Later she had taken up her residence with Mrs. Michael Fahey, who had consented to add to her precarious income by this means, and at the age of four she became the official nurse of Master John Sullivan Fahey. A terribly hot August, unlimited cold tea, and a habit of playing in the gutter in the noon glare proved too much for her charge, and he died on his third birthday. The ride to the funeral was the most exciting event of Ardelia’s life. For years she dated from it. Mrs. Fahey had so long regarded her as one of the family, that though her occupation was gone, and her board was no longer paid, she was whipped as regularly and cursed as comprehensively, in her foster-mother’s periodical sprees, as if they had been closely related.
What time she could spare from helping Mrs. Fahey in her somewhat casual household labor, and running errands to tell that lady’s perennially hopeful employers that her mother wasn’t feeling well to-day, but would it do if she came to-morrow, Ardelia spent in playing up and down the street with a band of little girls, or, in the very hottest days, sitting drowsy and vindictive at the head of a flight of stone steps that led into a down-stairs saloon. The damp, flat, beer-sweetened air that rushed out as the men pushed open the swing-doors was cool and refreshing to her; she was in a position to observe any possible customers at the three push-carts in her line of vision, and could rouse a flagging interest in life by listening to any one of the altercations that resounded from the tenements night and day. Drays clattered incessantly over the pavement, peddlers shouted, sharp gongs punctuated the steadier din. A policeman was almost always in sight, and one of them, Mr. Halloran, had more than once given her a penny for lemonade.
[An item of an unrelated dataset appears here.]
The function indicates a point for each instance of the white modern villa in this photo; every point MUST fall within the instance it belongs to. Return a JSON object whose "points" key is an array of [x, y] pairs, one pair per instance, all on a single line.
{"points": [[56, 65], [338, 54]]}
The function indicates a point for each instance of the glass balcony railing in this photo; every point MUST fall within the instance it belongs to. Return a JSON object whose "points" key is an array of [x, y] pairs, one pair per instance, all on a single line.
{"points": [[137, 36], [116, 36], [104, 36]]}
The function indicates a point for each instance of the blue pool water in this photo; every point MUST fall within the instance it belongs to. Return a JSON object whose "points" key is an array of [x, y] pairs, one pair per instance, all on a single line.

In the room above her head an Italian band practised every evening, and then Ardelia was perfectly happy, for she loved music. Often before the band began, a hurdy-gurdy would station itself at the corner, and Ardelia and the other little girls would dance about, singly and in pairs, shouting the tunes they knew, rejoicing in the comparative coolness and the generally care-free atmosphere. Ardelia was the lightest-footed of them all; her hands held her skirts out almost gracefully, her thin little legs flew highest. Sometimes the saloon-keeper—they called him “Old Dutchy”—would nod approval as Ardelia skipped and pranced, and beckon her to him mysteriously.
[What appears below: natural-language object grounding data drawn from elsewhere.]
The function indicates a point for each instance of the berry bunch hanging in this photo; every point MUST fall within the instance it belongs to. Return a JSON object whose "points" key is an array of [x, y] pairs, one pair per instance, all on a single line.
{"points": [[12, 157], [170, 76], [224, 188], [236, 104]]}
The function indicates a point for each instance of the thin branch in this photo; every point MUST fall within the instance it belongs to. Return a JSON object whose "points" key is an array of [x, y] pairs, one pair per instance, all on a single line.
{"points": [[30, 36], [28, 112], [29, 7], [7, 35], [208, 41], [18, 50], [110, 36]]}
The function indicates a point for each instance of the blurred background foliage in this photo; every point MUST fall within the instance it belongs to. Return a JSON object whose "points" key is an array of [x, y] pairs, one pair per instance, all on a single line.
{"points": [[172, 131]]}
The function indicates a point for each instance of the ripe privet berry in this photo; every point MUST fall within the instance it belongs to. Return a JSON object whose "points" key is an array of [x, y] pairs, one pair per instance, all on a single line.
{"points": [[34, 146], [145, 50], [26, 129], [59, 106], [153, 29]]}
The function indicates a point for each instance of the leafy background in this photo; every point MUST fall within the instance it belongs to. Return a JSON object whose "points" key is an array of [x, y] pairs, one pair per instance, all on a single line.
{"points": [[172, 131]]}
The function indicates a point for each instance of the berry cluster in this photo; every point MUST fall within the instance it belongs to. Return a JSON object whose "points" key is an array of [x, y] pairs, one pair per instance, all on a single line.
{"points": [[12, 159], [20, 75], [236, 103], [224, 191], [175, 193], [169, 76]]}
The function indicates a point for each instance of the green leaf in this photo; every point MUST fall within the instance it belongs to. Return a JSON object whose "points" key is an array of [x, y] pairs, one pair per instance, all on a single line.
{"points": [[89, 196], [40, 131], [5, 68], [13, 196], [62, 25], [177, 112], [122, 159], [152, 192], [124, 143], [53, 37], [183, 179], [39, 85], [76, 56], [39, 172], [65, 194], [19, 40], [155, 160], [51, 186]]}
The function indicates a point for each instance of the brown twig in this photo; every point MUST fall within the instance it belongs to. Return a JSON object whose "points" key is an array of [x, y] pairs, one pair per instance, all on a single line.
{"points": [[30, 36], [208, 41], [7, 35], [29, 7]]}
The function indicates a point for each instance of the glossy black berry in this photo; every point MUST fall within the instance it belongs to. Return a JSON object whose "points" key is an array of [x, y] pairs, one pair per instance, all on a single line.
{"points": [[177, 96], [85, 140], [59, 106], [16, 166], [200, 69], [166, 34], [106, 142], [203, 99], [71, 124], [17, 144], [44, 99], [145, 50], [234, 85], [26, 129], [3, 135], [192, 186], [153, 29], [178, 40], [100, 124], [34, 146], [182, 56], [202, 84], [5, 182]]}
“You trow your legs goot,” he would say. “We shall see you already dancing, no? Here is an olluf; eat her.”
And Ardelia, who loved olives to distraction, would nibble off small, sour, salty mouthfuls and suck the pit luxuriously while she listened to the Italian band.
Except for Mrs. Fahey’s errands, which never carried her far off the street, Ardelia had never left it in her life, and her journey to the Settlement-house was one of interest to her. She was a silent child, but for occasional fits of gabbling and chattering with the little girls in the street; and though she did not understand why the young lady from the Settlement should cry when she introduced her to two other ladies, nor why so many messages should be left for her mother, and so many local and general baths administered, she said very little. She was not accustomed to question fate, and when it sent her two fried eggs—she refused to eat them boiled—for her breakfast, she quietly placed them in the credit column as opposed to the baths, and held her peace.
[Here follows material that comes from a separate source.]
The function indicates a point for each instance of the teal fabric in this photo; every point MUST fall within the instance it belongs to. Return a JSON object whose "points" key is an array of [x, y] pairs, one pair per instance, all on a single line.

Later, arrayed in starched and creaking garments which had been made for a slightly smaller child, she was transported to the station, and for the first time introduced to a railroad car. She sat stiffly on the red plush seat with furtive eyes and sucked-in lips, while the young lady talked reassuringly of daisies and cows and green grass. As Ardelia had never seen any of these things, it is hardly surprising that she was somewhat unenthusiastic; but the young lady was disappointed by this lack of ardor. She was so thoroughly convinced of the essential right of every child to a healthy country life, that she was almost disposed to blame Ardelia for not sharing her eminently creditable conviction.
“You can roll in the daisies, my dear, and pick all you want—all!” she urged eagerly. But no answering gleam woke in Ardelia’s eyes.
“Aw right,” she answered guardedly, and stared into her lap.